IPF guidelines and available treatment options have directed IPF care towards precise and earlier diagnosis [1,5,6]. Yet, no increase in FVC by year of diagnosis was observed in this study. This was surprising considering the evolution of diagnosis and the study period covering over 10 years of data, however, HRCT and biopsy criteria have been included in the diagnostic procedure in Finland since the beginning of the study period. A relatively preserved lung function at diagnosis, also seen in other Finnish studies, may partly explain this [9]. IPF diagnosis is often delayed up to 2 years from symptom onset to clinical diagnosis, by subtle progressive symptoms and non-specific clinical and physical presentation [25,26]. Diagnosis delays independently increase mortality risk, highlighting the importance of early diagnosis [25]. Additionally, clinical studies with pirfenidone and nintedanib show that early initiation of disease modifying treatment can postpone irreversible deteriorative changes in lung function [2,12,13,15].

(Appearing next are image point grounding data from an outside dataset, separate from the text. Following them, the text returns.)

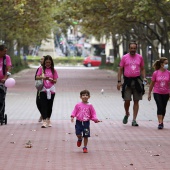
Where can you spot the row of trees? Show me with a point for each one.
(27, 22)
(146, 21)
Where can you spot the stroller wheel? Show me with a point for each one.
(5, 118)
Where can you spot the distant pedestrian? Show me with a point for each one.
(5, 69)
(38, 102)
(132, 68)
(160, 84)
(84, 112)
(47, 94)
(25, 57)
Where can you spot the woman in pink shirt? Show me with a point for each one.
(160, 84)
(84, 112)
(47, 94)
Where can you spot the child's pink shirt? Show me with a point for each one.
(162, 80)
(8, 63)
(48, 73)
(84, 112)
(132, 65)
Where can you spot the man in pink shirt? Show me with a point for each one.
(132, 68)
(84, 112)
(5, 67)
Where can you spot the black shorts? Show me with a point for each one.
(82, 127)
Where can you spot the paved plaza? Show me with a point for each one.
(112, 145)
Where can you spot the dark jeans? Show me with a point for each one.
(38, 101)
(161, 102)
(46, 105)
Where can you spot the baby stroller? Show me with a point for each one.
(3, 117)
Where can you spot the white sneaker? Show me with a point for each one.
(49, 123)
(44, 125)
(40, 119)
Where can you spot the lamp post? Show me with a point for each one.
(151, 56)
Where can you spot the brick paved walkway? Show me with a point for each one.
(112, 146)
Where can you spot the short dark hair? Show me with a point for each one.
(2, 47)
(84, 92)
(157, 63)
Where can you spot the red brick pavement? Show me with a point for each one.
(112, 146)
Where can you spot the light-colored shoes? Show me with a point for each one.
(40, 119)
(49, 123)
(44, 124)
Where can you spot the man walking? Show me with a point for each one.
(132, 68)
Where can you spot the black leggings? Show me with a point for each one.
(46, 105)
(161, 102)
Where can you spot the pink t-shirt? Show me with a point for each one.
(162, 80)
(48, 73)
(84, 112)
(132, 65)
(8, 63)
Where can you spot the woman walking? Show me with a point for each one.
(160, 84)
(47, 94)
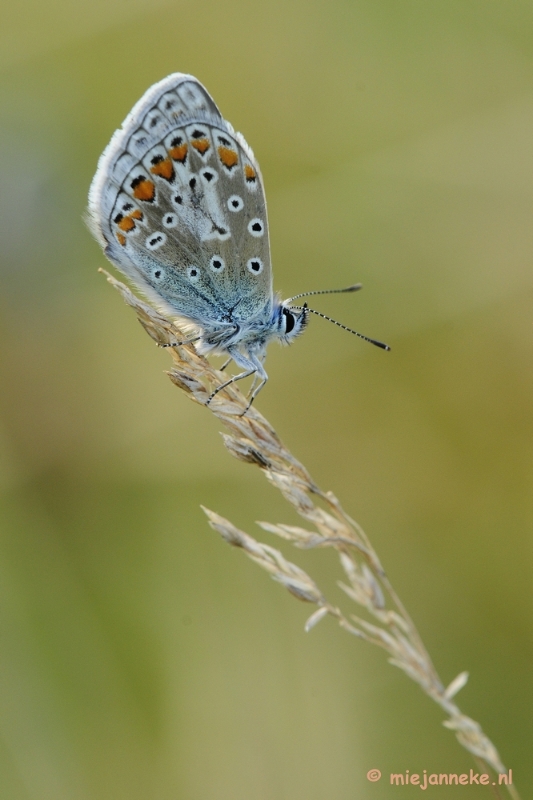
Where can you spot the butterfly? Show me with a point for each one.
(178, 205)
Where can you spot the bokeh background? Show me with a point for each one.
(140, 657)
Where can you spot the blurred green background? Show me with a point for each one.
(140, 657)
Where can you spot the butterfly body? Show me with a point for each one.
(178, 205)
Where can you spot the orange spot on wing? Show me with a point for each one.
(228, 157)
(126, 224)
(202, 145)
(249, 173)
(179, 153)
(164, 169)
(144, 190)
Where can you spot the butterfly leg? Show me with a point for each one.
(242, 361)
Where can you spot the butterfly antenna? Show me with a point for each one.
(361, 336)
(354, 288)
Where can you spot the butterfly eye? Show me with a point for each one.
(255, 266)
(156, 240)
(256, 227)
(170, 220)
(235, 203)
(193, 274)
(288, 319)
(217, 264)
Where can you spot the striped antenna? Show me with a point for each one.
(354, 288)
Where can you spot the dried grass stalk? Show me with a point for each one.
(253, 440)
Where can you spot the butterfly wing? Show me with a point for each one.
(178, 204)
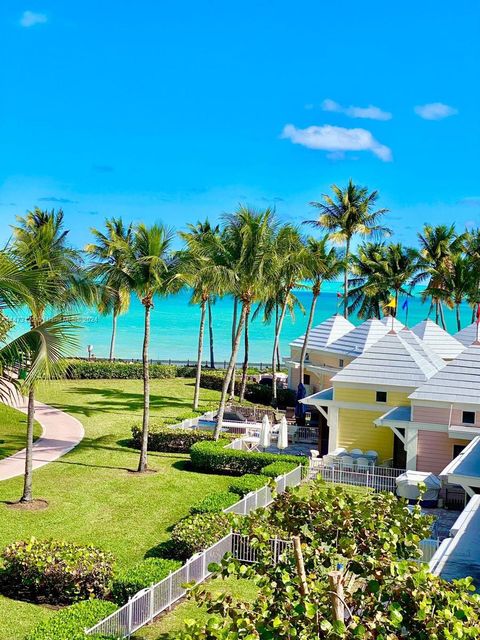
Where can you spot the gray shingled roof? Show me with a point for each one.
(468, 335)
(325, 333)
(392, 361)
(457, 382)
(359, 339)
(445, 345)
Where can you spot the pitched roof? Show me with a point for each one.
(468, 335)
(458, 381)
(359, 339)
(392, 323)
(439, 340)
(394, 360)
(325, 333)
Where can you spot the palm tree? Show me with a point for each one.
(152, 271)
(200, 271)
(288, 270)
(349, 212)
(40, 241)
(322, 264)
(252, 234)
(108, 269)
(437, 246)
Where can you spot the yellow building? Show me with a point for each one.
(383, 376)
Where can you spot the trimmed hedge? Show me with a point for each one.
(247, 483)
(104, 369)
(215, 502)
(165, 439)
(195, 533)
(55, 572)
(213, 457)
(70, 623)
(276, 469)
(150, 571)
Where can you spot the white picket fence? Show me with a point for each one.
(150, 602)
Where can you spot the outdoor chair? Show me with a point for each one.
(346, 463)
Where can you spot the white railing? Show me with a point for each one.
(375, 478)
(149, 603)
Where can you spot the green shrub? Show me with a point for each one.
(150, 571)
(104, 369)
(196, 533)
(163, 438)
(70, 623)
(55, 572)
(213, 457)
(276, 469)
(215, 502)
(247, 483)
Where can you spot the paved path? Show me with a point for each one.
(60, 433)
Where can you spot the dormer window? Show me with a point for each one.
(381, 396)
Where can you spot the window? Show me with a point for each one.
(468, 417)
(457, 449)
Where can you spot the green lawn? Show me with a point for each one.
(12, 431)
(91, 494)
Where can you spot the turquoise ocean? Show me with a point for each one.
(175, 327)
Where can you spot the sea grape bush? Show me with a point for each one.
(145, 573)
(55, 572)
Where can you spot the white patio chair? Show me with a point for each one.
(346, 463)
(363, 464)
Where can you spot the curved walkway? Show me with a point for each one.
(60, 433)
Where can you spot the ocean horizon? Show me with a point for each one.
(175, 323)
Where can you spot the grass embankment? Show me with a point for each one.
(13, 426)
(93, 496)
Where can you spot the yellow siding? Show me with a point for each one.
(367, 396)
(357, 431)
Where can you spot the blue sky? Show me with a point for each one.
(174, 111)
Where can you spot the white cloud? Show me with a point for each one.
(336, 139)
(435, 111)
(30, 19)
(370, 112)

Oxygen supplementation and quality of life

Impaired functional capacity, oxygen supplementation, and dyspnoea negatively affect the quality of life of IPF patients [27]. Unfortunately, quality of life data was not available in this study, as the 6 min walking test results were lacking for most of the patients, and the reported diffusion capacity results are more guiding in nature. Still, 13% of patients with FVC>90% received oxygen supplementation, supporting the notion that poor diffusion capacity may reduce quality of life already with mild disease. Whether they represent a sub-phenotype of IPF needs further research.

Mortality

A competing risk between FVC decline and mortality was observed. Notably, 14% of patients with baseline FVC>90% died before FVC<90% predicted was registered. Similarly, in the other baseline FVC categories one third of patients died before a change to the next category could be seen. Likely these patients represent rapid progressors [28]. Those lacking FVC data had the shortest survival, possibly explained by inability due to advanced disease, or incapacity due to morbidity, to perform spirometry. In addition to FVC, low BMI and OCS use were associated with poor survival. However, as exacerbations could not be evaluated, the context of OCS could not be assessed.

Median overall survival of IPF patients has been assessed in different studies with different methodological criteria to be 2–4 years [25,28,29] and 5-year survival to be 30% [30]. In this study the median overall survival for the whole cohort was 5.0 years, with 6.7 years for those with baseline FVC>90% predicted and decreasing by deteriorating lung function to 0.7 years for patients with FVC<50% predicted. In another study with differing FVC categories, mild and moderate-severe baseline FVC showed a similar trend in life-expectancy [20]. Importantly, we show a 9-fold increased mortality risk in patients with FVC <50% compared to FVC>90% predicted. Further, a 1% FVC drop was associated with a 4% increase in mortality, increasing mortality risk exponentially for each %-decline. The importance of these results is emphasized by the fact that prior survival data by baseline FVC categories are meagre.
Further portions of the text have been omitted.